静けさの復習(84)(写真・時本景亮さん)
(写真・時本景亮)


 ぼくたちは百円ショップで紙コップと糸、それから穴を開けるための錐を買い、糸電話をつくった。
 一枚の扉のこちら側で、もしもし、とぼくがいうと、一枚の扉の向こう側で、もしもし、とこいびとが返事する。
 聞こえますか? とこいびとがいえば、ぼくは、聞こえます、とこたえる。

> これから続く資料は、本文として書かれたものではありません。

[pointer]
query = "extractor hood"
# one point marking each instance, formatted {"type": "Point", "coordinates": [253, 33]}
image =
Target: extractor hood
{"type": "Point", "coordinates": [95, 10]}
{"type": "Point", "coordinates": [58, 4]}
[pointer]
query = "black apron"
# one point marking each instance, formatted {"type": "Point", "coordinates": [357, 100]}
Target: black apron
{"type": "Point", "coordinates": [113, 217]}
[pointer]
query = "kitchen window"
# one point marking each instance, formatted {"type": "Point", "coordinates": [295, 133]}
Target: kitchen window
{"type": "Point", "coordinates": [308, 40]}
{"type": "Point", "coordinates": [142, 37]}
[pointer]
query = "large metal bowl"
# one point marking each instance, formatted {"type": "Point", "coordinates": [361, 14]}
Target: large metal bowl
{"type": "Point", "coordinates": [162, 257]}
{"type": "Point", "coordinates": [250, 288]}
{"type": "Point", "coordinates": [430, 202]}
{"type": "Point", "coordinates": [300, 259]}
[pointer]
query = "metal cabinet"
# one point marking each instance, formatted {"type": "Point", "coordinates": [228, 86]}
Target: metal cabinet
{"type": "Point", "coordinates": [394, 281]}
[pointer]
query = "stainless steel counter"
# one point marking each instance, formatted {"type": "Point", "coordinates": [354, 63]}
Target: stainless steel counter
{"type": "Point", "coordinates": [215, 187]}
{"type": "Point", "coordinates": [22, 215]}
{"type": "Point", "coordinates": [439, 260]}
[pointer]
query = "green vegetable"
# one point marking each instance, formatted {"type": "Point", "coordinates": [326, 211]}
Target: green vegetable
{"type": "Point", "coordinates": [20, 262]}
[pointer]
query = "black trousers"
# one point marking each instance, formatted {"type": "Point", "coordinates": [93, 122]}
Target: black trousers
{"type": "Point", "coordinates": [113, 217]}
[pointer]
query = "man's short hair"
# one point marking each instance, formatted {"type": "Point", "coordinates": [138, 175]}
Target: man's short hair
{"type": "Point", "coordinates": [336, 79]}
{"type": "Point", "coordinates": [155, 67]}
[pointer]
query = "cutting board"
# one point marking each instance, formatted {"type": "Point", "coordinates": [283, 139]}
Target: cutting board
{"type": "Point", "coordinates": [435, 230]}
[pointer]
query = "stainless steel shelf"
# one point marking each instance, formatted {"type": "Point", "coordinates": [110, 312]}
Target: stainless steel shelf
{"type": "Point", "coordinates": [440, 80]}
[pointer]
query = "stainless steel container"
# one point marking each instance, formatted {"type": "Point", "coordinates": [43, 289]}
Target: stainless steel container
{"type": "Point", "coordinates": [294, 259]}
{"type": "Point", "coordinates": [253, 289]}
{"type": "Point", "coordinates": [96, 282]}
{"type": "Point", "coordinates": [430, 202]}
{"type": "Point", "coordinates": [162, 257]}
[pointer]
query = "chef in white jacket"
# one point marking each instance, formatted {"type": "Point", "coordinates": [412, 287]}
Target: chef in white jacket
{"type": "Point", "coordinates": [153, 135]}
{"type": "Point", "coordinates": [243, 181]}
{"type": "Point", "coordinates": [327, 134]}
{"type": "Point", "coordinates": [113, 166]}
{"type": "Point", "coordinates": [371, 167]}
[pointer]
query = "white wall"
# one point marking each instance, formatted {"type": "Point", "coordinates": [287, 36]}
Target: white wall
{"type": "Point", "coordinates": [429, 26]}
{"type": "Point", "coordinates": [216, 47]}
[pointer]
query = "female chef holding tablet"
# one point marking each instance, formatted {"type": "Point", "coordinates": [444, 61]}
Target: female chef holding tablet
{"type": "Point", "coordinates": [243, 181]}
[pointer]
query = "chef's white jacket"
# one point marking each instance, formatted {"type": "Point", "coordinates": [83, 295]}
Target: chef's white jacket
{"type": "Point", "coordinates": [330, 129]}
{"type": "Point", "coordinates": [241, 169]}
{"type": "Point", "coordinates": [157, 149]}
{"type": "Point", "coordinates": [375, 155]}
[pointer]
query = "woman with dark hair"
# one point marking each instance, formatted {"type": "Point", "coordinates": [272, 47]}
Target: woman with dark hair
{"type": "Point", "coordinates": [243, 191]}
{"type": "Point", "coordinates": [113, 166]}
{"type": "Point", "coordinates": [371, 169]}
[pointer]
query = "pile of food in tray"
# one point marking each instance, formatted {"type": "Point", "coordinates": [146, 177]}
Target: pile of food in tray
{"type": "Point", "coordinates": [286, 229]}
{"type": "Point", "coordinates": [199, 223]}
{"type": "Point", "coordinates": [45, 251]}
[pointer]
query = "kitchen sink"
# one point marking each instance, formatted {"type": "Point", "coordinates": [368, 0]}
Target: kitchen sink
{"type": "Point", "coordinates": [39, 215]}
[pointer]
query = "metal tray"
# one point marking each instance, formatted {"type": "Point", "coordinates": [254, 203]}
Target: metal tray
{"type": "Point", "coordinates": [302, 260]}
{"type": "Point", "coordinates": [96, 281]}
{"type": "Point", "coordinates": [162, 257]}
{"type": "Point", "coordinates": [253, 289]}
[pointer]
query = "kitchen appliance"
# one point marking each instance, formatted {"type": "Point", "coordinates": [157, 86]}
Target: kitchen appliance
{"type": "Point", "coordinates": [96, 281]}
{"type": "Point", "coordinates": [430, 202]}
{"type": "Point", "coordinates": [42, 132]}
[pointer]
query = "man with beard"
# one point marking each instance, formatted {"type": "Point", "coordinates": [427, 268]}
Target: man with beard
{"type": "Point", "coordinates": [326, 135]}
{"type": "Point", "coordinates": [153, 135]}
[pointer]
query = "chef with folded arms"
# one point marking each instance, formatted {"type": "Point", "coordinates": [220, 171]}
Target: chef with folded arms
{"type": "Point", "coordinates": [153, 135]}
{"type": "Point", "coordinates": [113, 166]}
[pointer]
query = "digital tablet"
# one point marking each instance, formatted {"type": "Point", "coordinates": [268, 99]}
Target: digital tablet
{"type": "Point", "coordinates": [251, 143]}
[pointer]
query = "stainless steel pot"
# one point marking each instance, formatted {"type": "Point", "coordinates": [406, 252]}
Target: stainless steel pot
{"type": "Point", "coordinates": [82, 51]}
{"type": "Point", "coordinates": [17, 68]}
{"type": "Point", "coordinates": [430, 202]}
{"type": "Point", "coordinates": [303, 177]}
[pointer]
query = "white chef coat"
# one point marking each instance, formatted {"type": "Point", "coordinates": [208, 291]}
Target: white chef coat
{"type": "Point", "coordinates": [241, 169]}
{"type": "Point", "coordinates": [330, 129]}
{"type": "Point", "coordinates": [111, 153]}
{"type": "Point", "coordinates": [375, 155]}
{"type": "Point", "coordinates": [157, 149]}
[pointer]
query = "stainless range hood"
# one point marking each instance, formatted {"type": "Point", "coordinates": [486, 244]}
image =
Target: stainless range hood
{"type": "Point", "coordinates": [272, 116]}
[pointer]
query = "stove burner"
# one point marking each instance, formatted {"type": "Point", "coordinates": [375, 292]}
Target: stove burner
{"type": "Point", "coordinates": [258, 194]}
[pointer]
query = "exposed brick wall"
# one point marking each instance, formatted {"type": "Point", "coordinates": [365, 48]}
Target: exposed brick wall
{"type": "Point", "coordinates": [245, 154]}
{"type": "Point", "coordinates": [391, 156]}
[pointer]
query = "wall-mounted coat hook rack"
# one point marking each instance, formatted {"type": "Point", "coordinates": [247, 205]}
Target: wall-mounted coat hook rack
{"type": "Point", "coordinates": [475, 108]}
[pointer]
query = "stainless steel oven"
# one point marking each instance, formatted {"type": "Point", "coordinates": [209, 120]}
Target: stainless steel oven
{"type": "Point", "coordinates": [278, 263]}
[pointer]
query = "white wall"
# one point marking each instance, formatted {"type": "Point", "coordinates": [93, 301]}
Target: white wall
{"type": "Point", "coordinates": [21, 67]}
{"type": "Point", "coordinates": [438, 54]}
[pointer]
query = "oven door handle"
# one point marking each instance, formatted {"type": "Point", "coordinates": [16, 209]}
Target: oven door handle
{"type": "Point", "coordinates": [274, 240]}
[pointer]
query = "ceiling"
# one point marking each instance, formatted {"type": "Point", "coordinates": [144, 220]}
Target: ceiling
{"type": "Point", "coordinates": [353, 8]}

そういった単純なことばのやりとりをくりかえす。
――別れるときはちゃんと別れるっていおうね。
――さようなら。音にすればたったの五音だ。
 夕方までえんえんとくりかえしたが、むしろおたがいのよそよそしさは深まるばかりだった。
 ぼくたちは糸電話をあきらめて、メロンパンを食べることにした(やけに砂っぽいメロンパンだった)。こいびとはこいびとで、ぶどうを食べはじめる(やけにふてぶてしそうなぶどうだった)。
 こいびとは、まるでなにかに憑りつかれたかのように、一心不乱にぶどうに食らいつく。口の端から紫色の果汁をしたたらせながらつぎからつぎへとぶどうを口のなかにつめ込んでいく。
 ぼくはじっと、ただただじっと、こいびとに憑りついているものの正体を見定めようとした。
 何度も見定めようとしたが、見定められなかった。
 なぜだろう、すぐそばにこいびとがいるというのに、まるで障子の破れ目からのぞいているような、そんなうしろめたさやもどかしさがある。だからぼくはなかなかこいびとの顔を直視できない。
 こいびとはぶどうを食べ終えるたびに冷蔵庫のなかから新しいぶどうを取りだした。ぶどうは、まるで冷蔵庫のなかで半永久的かつスピーディーに増殖しているかのようだった。